The Media Oxpecker: Gawker’s Got a Comment Thread in Brooklyn to Sell You

Every week we round up industry news you may have missed while you were busy winning.


    “When the word came down that The Times-Picayune would no longer be a daily newspaper, it wasn’t from the paper’s owners, Advance Publications. Nor was it from senior management or newsroom officials. It came as a brief item on The New York Times’ “Media Decoder” blog, written by David Carr, and sent out over Twitter at 10:33 p.m., when the newsroom was largely empty.” Gambit editor Kevin Allman.
    For coverage and commentary on the Times-Picayune situation, we defer to our friends at the Gambit, who are doing a heckuva job covering the story.


  • In the search for revenue “beyond the ad,” Gawker Media’s Nick Denton is looking to the comments section. The company temporarily shut down its commenting system last month and launched a revamped system that, Denton hopes, will attract brands that want to engage with Gawker readers:

    [Content director Ray] Wert was quite open about wanting to ape Reddit’s AMA (“ask me anything”) feature for his new advertorial conversations.

    The idea is for these things to be more a PR/marketing product than a brand-advertising product. The idea is to get challenger brands, in particular, to take part: they tend to be very open and transparent about what they’re up to, and they love the idea of engaging with the public as much as possible, if they can do so in a reasonably controlled environment. When that kind of a brand has some kind of news they want to share, doing so through a Gawker Media sponsored post will be a pretty effective way of getting the news out to a large number of people while at the same time sending the message that they’re trying to be as transparent as possible and are happy to answer lots of questions in a friendly and conversational and open manner. The metric for success, says Wert, isn’t going to be the number of pageviews they get; rather, it will be the amount of earned media they get — the degree to which other media outlets pick up on the initial announcement and the rest of the information that the company reveals in the comments section.
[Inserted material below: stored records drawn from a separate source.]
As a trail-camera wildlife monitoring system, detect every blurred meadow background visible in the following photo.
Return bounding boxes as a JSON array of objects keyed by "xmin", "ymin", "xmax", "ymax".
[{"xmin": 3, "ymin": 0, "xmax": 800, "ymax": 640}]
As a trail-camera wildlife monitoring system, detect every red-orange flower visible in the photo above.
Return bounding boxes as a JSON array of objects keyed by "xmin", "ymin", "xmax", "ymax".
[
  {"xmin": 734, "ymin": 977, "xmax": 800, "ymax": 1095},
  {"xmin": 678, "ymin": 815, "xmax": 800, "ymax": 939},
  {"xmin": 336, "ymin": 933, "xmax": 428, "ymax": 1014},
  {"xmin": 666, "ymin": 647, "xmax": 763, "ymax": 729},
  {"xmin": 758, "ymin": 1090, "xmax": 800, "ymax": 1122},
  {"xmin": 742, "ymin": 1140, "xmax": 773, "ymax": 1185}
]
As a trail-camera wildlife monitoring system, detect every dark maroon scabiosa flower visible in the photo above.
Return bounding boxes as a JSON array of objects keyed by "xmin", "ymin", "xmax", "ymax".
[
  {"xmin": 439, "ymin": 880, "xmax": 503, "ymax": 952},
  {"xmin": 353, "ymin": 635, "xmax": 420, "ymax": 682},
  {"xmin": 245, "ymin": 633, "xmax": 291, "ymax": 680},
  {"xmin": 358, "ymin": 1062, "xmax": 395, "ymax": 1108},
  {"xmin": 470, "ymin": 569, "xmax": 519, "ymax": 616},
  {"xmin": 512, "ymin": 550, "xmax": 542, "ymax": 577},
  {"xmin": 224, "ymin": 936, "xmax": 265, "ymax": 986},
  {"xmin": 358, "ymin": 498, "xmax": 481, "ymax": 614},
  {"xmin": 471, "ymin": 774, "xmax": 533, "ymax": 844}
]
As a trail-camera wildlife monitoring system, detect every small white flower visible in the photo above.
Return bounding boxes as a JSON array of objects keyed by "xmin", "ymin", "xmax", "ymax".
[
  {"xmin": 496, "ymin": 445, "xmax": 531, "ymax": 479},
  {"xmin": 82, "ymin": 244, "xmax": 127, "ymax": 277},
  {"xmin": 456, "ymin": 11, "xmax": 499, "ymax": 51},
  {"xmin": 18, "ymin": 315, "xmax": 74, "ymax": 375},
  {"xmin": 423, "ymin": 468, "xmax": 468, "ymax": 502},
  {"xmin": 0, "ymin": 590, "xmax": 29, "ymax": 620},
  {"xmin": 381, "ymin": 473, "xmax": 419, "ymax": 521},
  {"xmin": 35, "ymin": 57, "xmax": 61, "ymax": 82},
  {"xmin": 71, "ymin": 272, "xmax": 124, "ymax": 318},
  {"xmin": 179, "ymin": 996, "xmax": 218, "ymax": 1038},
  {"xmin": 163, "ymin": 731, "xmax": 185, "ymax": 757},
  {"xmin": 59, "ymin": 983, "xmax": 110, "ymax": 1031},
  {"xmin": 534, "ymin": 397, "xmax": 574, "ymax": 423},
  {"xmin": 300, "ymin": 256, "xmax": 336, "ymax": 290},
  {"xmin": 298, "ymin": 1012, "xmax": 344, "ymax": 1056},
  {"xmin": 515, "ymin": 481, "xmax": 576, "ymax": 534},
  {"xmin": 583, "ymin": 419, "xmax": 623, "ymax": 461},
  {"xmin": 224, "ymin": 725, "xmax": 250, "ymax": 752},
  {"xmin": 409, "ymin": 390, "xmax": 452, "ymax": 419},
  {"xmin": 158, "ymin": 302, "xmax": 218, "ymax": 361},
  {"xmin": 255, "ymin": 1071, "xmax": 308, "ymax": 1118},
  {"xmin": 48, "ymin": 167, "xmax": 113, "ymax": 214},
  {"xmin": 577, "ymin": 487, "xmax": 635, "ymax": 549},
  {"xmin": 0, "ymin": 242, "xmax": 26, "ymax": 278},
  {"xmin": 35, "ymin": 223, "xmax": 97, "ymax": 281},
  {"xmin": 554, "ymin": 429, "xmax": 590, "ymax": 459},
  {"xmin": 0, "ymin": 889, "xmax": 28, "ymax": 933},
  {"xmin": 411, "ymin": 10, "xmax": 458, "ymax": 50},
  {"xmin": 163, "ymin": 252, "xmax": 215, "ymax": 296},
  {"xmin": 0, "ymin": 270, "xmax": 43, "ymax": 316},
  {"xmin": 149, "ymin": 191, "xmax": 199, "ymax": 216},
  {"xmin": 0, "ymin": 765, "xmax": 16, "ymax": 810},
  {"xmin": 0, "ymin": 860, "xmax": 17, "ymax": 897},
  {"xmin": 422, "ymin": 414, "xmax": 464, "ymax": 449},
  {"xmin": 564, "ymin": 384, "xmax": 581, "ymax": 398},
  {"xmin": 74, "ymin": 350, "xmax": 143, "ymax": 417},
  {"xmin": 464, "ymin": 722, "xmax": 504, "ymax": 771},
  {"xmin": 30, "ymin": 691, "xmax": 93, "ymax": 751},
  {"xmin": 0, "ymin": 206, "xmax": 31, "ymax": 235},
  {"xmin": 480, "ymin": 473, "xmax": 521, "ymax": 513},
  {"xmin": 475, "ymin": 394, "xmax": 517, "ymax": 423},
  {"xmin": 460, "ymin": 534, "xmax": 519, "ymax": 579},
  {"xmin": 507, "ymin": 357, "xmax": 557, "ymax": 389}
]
  • Why Michael Wolff isn’t sold on Facebook, and thinks it will bring down the entire web with it:

    From a revenue perspective, it’s an ad-sales business, not a technology company. To meet expectations—the expectations that took it public at $100 billion, the ever-more-vigilant expectations needed to sustain it at that price—it has to sell at near hyperspeed.

    The growth of its user base and its ever-expanding page views means an almost infinite inventory to sell. But the expanding supply, together with an equivocal demand, means ever-lowering costs. The math is sickeningly inevitable. Absent an earth-shaking idea, Facebook will look forward to slowing or declining growth in a tapped-out market, and ever-falling ad rates, both on the Web and (especially) in mobile. Facebook isn’t Google; it’s Yahoo or AOL.


  • AOL’s Tim Armstrong would like you to believe that only Patch can deliver local content:

    “To not believe in Patch, you have to believe that consumers in a town don’t want local information, they don’t want local advertising or commerce, and they don’t want a platform they can engage on.”



    Patch announced this week that it is eliminating 20 manager positions.


  • “My hyperlocal site was fine, but it didn’t pay.”

  • Is Warren Buffett a skeptic or sentimentalist when it comes to newspapers?

    Buffett loves newspapers, but he doesn’t love them all equally. What he loves best are smallish papers in smallish markets where civic feeling runs high and competition is at a minimum. Those are the papers whose readers are most likely to be willing to pay for them once they erect paywalls, as Buffett intends them to.


  • Researchers at the University of Central Lancashire are developing a “smart” newspaper that responds to touch.

  • Anyone can do data journalism, says the Guardian’s Simon Rogers.

  • Here’s Danny Sullivan on the wild west of paid links. (h/t Amy Webb)

  • A new tool will help advertisers track “viewable ad impressions.”

  • Six platforms publishers can use to fill unsold ad inventory.

  • Brands expect higher return on investment from local ad campaigns versus national, says a study.

  • Copy editors need to master digital headline-writing and say goodbye to obscure pun headlines, says Steve Buttry.

  • Eight reasons journalists should consider PR.


  • And finally, David Carr on being a reporter:

    It’s the grandest caper there ever was. Really, if you can find work to be, sort of, professionally curious. I’ve always liked it, no matter how much I was working or not working. If you can find a way to make the economics work, it’s a pretty good way to go.